Strona główna ZdrowiePsychologia Zazdrość w związku

Zazdrość w związku

autor: Izabela Nowakowska-Teofilak Data publikacji: Data aktualizacji:
Data publikacji: Data aktualizacji:

Nie da się bez niej żyć, bo zazdrość jest częścią ludzkiej natury, tak jak miłość i strach. Może wzmacniać związek, ale też doprowadzić do jego rozpadu. Czasem jest zaledwie lekkim ukłuciem, innym razem lawiną silnych, skrajnych emocji, które mogą tłumić racjonalne myślenie. „Dlatego warto ją lepiej poznać, by wiedzieć, co robić, kiedy zacznie rosnąć w siłę”, pisze psychiatra Robert L. Leahy, autor książki Lekarstwo na zazdrość i dyrektor amerykańskiego Instytutu Terapii Poznawczej w Nowym Jorku.

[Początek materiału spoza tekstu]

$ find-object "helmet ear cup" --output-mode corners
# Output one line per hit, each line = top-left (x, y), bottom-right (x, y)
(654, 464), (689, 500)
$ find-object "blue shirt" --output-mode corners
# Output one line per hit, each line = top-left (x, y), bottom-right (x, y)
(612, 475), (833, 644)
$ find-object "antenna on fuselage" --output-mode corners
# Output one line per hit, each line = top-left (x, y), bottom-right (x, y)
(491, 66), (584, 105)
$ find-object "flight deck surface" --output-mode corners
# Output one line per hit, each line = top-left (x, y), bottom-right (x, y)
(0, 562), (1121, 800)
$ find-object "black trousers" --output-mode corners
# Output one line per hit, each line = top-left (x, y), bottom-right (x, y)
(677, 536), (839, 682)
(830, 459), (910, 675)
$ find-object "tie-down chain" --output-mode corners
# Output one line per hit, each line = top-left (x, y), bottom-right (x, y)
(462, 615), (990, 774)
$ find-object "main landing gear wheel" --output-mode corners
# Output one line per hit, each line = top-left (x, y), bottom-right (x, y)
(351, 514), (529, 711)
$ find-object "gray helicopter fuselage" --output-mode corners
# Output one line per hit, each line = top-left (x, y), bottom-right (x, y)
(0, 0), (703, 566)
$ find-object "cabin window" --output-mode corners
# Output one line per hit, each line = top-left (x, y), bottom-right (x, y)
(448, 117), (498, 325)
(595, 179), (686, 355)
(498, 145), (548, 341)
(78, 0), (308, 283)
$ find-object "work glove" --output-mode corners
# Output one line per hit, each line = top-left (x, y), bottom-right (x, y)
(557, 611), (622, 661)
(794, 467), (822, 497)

Strona główna ZdrowiePsychologia Zazdrość w związku

Czym jest zazdrość według psychologów

Zdaniem Davida M. Bussa, profesora psychologii ewolucyjnej, który jako jeden z pierwszych badaczy poświęcił zazdrości obszerne opracowanie, zazdrość to mechanizm obronny, służący zwalczaniu realnego zagrożenia, który człowiek wykształcił w drodze ewolucji. Zazdrość jest więc naturalna, jak miłość czy strach. Doświadczają jej ludzie z różnych kultur, dzieci, a nawet zwierzęta.

Dla jednych jest emocją, która pojawia się na moment pod wpływem czyjegoś zachowania lub nagłego podejrzenia. U innych staje się uczuciem, czyli stanem, który pod wpływem różnych życiowych okoliczności w danym człowieku się zatrzymał, wywołując w nim obsesyjne myśli, ale też poczucie wstydu i winy. To nieprzyjemne uczucie, bo rodzi się z połączenia intensywnej miłości i równie silnego lęku. Towarzyszy mu cała mieszanina wielu potężnych emocji i stanów, takich jak gniew, konsternacja, bezradność, podekscytowanie, poczucie beznadziei czy smutek.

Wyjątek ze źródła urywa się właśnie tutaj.